Thoughts on Writing: Diamond Polishers and Vomit Drafters

They say that writers come in two flavors: Diamond polishers and vomit drafters. Let me explain.

Have you ever been sitting at your desk, trying to write one single paragraph, but then found yourself meticulously fiddling with every single shred of a word and each and every sentence until you finally got rid of the feeling that something just doesn’t feel right yet? Chances are you’re a diamond polisher.

Or, are you the kind of person who just loves to get lost in writing, quickly entering that state of flow, where words just pour out in one creative burst? That’s a vomit drafter.

Of course, the reality is much more nuanced. We are all diamond polishers to a certain degree and we all might have days on which we spit out quick drafts more easily. But is there a right way to approach writing? Is it better to be a diamond polisher or should everyone become a vomit drafter? As often, the answer is: It depends.

First and foremost, we are all different and you should go with the approach that you feel comfortable with and that produces the best results in your case. There are, however, certain things that both types of writers should be aware of and there is always room to grow. Even more so, if you don’t feel comfortable with how you approach writing at the moment or simply don’t get the results you want.

If you are more of a diamond polisher, it is obvious that you care deeply about every word. And that is fine. Language has its subtle nuances and in many cases there is indeed the perfect word that exactly expresses what you want to say. Being precise and clear in what you say should always be the goal. But this attention to detail can also block you. If your first sentence isn’t right already or you only manage to get one short paragraph done in over an hour, being a diamond polisher can be a curse that keeps you from progress. In the worst case, you get frustrated, stop publishing your work, and lose interest in writing altogether. Diamond polishers should therefore remind themselves from time to time that perfection is a myth and that how they say something might not be as important as saying it in the first place. It can be extremely liberating to let go of the idea that the first draft of a text has to be perfect, already. You will have to edit your piece anyway, so why not try to start with a shitty first draft the next time you sit down to write? I used to be a heavy diamond polisher myself but I found that forcing me to write quicker drafts helped a lot to increase the rate at which I publish on my site. It also makes it easier to let go from bad ideas. As Hugh Howey notes, it’s often better to delete entire chapters and start with a blank page than it is to fix a story that’s gone awry. And it is extremely hard to kill your darlings once you’re busy polishing diamonds.

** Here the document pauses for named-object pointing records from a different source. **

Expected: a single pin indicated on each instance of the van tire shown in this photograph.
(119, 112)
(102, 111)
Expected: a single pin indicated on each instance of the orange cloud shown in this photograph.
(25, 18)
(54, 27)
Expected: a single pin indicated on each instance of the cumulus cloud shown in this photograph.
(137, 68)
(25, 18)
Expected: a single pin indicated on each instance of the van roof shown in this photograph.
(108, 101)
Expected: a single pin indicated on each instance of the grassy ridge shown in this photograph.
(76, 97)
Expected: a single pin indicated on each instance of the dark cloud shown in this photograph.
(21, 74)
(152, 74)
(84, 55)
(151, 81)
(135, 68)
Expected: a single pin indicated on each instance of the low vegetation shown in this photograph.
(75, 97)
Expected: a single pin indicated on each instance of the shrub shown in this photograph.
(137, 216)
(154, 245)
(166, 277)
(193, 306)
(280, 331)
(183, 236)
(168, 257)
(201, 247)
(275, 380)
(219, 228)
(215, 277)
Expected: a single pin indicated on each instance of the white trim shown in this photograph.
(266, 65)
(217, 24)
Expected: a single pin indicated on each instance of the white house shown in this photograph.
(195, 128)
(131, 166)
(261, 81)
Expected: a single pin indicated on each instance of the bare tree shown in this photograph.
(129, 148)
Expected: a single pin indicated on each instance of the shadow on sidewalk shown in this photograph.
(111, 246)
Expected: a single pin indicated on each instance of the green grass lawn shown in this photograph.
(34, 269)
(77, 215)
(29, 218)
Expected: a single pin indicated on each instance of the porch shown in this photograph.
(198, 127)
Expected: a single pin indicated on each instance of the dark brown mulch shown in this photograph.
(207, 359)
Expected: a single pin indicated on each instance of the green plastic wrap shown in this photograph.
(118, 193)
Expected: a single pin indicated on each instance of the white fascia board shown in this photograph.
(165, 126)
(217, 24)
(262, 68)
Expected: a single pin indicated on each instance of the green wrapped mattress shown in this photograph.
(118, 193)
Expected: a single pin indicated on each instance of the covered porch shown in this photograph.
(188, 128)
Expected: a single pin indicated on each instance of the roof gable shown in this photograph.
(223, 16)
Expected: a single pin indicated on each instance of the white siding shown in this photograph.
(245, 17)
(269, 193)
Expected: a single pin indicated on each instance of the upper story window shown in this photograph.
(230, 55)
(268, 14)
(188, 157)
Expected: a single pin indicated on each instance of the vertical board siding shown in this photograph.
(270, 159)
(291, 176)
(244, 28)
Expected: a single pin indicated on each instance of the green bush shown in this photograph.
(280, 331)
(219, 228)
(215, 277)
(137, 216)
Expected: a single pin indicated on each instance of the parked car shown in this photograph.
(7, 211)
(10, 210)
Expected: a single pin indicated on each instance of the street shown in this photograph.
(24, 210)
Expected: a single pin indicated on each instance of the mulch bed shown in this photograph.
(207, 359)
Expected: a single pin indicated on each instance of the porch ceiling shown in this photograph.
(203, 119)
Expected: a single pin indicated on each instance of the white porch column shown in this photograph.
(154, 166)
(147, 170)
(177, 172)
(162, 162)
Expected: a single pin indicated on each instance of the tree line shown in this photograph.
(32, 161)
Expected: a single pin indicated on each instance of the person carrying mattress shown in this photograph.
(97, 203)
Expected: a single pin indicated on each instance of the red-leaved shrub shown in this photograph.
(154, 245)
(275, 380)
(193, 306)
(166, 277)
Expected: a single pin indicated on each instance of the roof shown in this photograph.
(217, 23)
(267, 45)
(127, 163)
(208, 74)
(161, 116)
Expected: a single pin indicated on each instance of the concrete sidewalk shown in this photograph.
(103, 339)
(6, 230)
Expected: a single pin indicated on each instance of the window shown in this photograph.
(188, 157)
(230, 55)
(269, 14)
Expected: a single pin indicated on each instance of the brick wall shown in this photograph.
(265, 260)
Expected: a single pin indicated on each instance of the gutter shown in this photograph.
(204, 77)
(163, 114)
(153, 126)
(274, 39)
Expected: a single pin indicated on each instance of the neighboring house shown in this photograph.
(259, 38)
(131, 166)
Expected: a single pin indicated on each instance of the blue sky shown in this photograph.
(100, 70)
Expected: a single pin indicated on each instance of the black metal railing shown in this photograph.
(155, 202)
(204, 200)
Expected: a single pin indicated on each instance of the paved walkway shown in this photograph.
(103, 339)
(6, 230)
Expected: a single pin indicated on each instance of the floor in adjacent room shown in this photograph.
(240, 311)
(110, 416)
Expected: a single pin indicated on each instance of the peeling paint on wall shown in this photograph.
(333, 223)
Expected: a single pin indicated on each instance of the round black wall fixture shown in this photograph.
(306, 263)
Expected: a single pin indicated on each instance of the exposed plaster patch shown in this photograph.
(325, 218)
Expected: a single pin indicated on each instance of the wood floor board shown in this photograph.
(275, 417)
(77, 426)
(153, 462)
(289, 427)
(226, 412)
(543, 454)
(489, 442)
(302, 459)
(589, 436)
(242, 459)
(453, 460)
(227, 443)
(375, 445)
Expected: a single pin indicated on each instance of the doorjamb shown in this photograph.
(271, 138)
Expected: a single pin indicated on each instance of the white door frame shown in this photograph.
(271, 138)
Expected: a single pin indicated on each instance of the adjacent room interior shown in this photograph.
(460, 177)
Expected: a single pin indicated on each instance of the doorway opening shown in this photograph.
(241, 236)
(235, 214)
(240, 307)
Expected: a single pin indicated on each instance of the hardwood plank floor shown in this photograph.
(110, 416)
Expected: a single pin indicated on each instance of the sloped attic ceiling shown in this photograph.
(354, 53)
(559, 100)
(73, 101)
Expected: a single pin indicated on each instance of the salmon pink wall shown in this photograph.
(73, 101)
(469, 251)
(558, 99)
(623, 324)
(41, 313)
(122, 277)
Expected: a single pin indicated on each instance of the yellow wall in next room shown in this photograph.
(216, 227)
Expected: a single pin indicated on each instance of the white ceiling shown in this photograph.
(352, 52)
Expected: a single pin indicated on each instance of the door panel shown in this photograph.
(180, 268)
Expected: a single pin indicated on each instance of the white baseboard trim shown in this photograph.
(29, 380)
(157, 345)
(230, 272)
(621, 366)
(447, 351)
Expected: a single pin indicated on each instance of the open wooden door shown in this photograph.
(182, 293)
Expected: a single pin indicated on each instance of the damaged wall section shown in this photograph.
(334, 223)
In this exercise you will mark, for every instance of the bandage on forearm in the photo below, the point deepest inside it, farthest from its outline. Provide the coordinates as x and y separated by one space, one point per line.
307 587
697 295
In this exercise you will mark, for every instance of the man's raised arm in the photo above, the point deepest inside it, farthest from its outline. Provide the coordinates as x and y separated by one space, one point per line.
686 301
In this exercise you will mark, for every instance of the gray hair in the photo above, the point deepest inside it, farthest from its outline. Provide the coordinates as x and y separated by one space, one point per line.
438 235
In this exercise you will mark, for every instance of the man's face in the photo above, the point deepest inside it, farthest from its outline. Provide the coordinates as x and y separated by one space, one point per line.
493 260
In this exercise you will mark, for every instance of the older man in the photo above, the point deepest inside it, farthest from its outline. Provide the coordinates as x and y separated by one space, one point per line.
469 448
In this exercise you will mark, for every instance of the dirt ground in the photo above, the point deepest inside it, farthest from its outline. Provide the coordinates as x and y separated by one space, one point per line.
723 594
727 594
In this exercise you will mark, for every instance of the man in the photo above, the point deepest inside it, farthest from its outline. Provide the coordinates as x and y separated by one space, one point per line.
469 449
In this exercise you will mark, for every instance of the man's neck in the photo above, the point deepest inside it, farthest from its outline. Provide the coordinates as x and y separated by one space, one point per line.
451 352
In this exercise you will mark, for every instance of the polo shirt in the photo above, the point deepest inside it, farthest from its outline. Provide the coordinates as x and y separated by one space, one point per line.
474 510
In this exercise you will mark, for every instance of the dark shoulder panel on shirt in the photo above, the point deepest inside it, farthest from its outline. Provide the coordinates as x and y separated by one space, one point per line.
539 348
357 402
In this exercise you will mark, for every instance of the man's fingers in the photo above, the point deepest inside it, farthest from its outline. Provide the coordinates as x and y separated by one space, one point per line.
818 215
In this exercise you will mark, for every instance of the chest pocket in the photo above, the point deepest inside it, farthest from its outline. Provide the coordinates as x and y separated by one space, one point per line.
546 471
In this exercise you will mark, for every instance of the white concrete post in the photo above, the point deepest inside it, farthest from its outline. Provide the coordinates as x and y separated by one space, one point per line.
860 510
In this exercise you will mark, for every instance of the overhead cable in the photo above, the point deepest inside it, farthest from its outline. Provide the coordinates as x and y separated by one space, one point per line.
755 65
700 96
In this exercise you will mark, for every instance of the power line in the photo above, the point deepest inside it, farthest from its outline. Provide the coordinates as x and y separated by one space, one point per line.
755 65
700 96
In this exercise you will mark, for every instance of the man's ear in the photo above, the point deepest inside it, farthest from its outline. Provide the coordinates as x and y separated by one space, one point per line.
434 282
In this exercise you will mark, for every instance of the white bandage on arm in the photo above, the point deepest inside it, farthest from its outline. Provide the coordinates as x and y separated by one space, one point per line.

So should we all become vomit drafters, then? Not so fast! Writing quick drafts has its advantages, but never forget: Very few people vomit diamonds and you are most likely not one of them. Your draft might have a nice beginning and a compelling end and it might already look quite complete, yet it is still a draft that needs further refinement. The process of rigorously editing your work is extremely valuable. So don’t forget to take a step back and critically review your piece. Where could you be more clear? Which parts could be cut or rewritten to get your point across? What parts of your text might even be unnecessary? As a vomit drafter, you can produce quantity. Now, make sure that you also publish quality.

In the end, it comes down to one central question: Are you front- or back-loading editing? There certainly is a point to be made for writing quicker drafts and separating the process of drafting from editing your work. But this is not to say that you should stop polishing diamonds altogether, if that’s just how you roll. Whatever type of writer you are, make sure that your process allows you to be flexible and that editing is part of your routine. Whether you do your editing earlier or later in the process is not that important – as long as you’re doing it. And then, hit publish.